The trade-weighted DXY has broken to a new low for the year as investors continue to fear what these new reciprocal tariffs mean for US confidence and activity. This uncertainty has been a key factor driving US equities lower this year and prompting both a dovish re-pricing of the Fed cycle and a weaker dollar. At the time of writing, S&P 500 June index futures are marked to decline around 3% – and this follows a 3% drop in benchmark equity indices across Asia.
Our colleagues have delivered their first views on the announced tariffs here, with an in-depth focus on the US here. An early take on the impact on rates and FX markets can also be found here. At the heart of the story is Donald Trump delivering on his promise to restructure the global trading system. His incentives are clearly laid out in his Executive Order. In reality, the outcome is about as bad as it could be. China tariffs are virtually now at 60%, EU tariffs are at 20% and there’s a baseline universal tariff of 10%. Given that these tariffs are being presented at ‘discounted rates’, there is also the potential for them to be increased in the event of retaliation. The jeopardy of a global trade war remains, and hence we’re seeing no relief rally in risk assets on the view that all the bad news is out the way and things are as bad as they can get.
Instead, a pair like CNH/JPY best characterises the mood in FX markets. Asian trading nations are being hit hard with tariffs since the bloc comprises around 60% of the US annual goods deficit. The offshore USD/CNH is sharply higher, although we expect authorities will continue to hold the line in the onshore USD/CNY. Expect an increased focus on the daily PBoC fixings in USD/CNY. Any near-term fixing over 7.20 would trigger another leg lower in Asian FX on the (in our view mistaken) fear that Chinese authorities might tolerate a weaker renminbi after all.
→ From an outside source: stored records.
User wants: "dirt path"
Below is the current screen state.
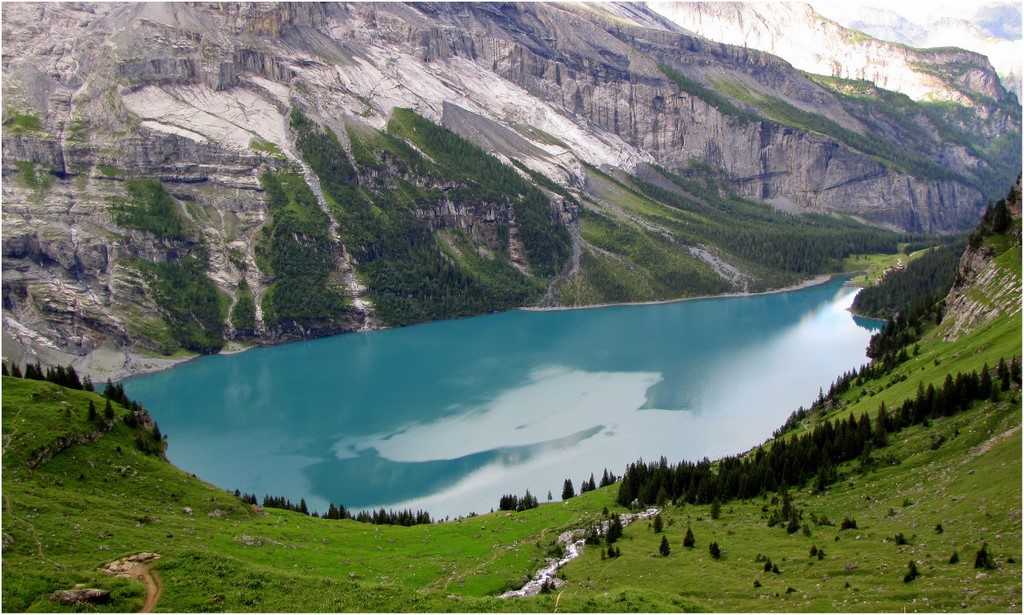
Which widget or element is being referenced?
[103,553,164,613]
[137,564,164,613]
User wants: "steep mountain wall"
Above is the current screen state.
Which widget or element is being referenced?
[2,3,1020,374]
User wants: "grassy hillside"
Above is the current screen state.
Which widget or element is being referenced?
[2,222,1022,612]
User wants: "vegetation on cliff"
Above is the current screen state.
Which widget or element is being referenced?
[2,180,1022,612]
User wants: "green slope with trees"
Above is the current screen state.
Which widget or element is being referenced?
[2,183,1022,612]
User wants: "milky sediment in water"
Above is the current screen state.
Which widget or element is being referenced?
[125,280,871,518]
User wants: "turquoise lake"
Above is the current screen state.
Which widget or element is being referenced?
[125,278,879,519]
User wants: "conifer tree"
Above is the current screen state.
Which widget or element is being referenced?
[974,542,995,570]
[604,514,623,545]
[903,560,921,583]
[683,526,697,548]
[562,479,575,499]
[708,542,722,560]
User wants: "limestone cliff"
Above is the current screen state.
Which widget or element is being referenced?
[2,3,1020,375]
[943,177,1021,341]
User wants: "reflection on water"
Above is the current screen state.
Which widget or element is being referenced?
[125,280,878,517]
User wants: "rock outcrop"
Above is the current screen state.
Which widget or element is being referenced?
[2,3,1020,378]
[943,177,1021,342]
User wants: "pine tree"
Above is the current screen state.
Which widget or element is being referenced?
[604,514,623,545]
[708,542,722,560]
[903,560,921,583]
[974,542,995,570]
[562,479,575,499]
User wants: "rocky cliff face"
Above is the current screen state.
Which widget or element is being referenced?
[649,2,1005,104]
[943,177,1021,341]
[2,3,1020,375]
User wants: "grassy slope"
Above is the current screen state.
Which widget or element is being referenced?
[3,252,1022,612]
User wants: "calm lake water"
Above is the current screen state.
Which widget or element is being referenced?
[125,279,878,518]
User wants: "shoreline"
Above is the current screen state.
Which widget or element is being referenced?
[83,272,856,382]
[513,271,839,312]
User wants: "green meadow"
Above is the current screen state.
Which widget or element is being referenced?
[2,228,1022,612]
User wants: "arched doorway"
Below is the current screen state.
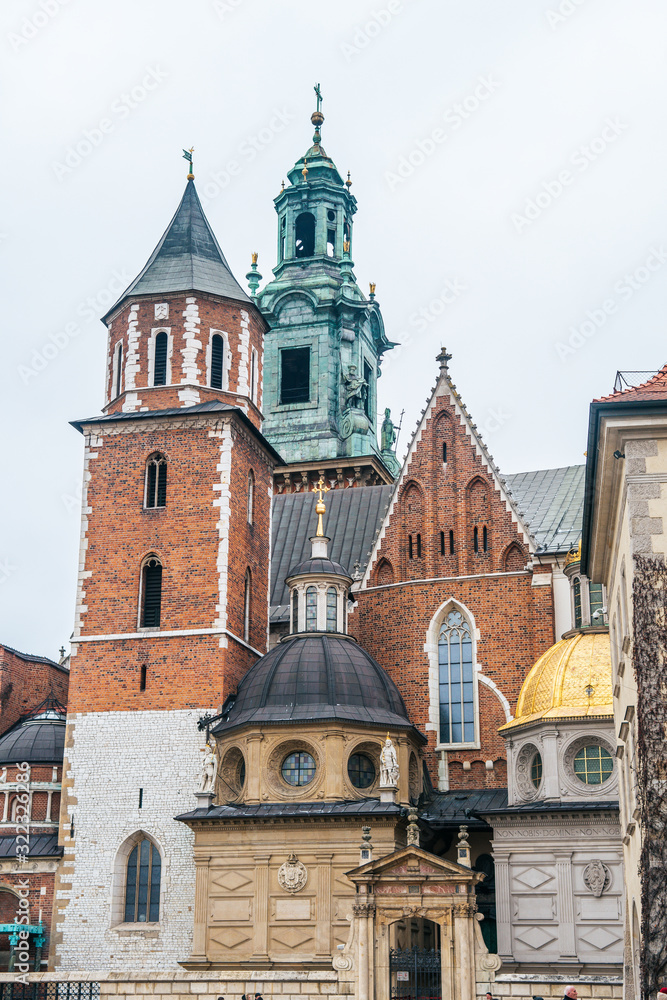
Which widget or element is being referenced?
[389,916,442,1000]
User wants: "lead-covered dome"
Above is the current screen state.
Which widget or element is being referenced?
[0,712,65,765]
[213,634,411,735]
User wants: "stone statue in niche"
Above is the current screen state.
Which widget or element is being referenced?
[197,743,218,795]
[380,407,396,451]
[380,733,398,788]
[584,858,611,896]
[343,365,368,409]
[278,854,308,892]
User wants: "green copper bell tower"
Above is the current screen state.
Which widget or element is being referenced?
[257,84,396,482]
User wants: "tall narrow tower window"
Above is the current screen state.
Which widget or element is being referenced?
[243,569,252,642]
[153,330,169,385]
[144,452,167,508]
[125,837,162,924]
[114,341,123,396]
[141,556,162,628]
[438,611,475,743]
[211,333,225,389]
[327,587,338,632]
[306,587,317,632]
[248,469,255,524]
[294,212,315,257]
[280,347,310,405]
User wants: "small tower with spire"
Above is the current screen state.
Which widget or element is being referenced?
[257,84,400,492]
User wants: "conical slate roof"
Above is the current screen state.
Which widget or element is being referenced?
[103,181,251,319]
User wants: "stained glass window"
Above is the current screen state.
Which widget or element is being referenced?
[125,837,162,924]
[438,611,475,743]
[574,745,614,785]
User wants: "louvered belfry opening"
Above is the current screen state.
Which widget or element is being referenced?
[211,333,225,389]
[141,557,162,628]
[153,330,169,385]
[145,454,167,507]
But away from Asia, the dollar is being sold against the big, liquid defensive currencies of the Japanese yen and Swiss franc and, to a lesser degree, the euro. Here, the blowback of US tariffs onto the US domestic economy leaves the dollar naked. US rates continue to be marked lower, and not until we get some surprisingly good news from the US on tax cuts or deregulation may the dollar start to find some support. Indeed, the dollar sell-off could prove a little problematic for Washington in that it had expectations that the dollar would rally on tariffs to provide insulation to the US consumer from higher import prices. And again, this is unlike 2017/18, where a major tax cut went through before tariffs were announced.
With pessimism growing about US domestic demand, expect investors to continue using short USD/JPY positions to express this view. 147.00 is pretty strong support, but heavy US equity losses today could drag it back to the 145 area.
For today’s session, look out for the weekly jobs initial claims data and then ISM Services. We should also be on the potential lookout for European retaliation in the services sector, since the US runs a large surplus with Europe in this area.
DXY has nearly retraced 75% of the Trump rally since October. Softer risk assets can drag it towards the 102.00 area today.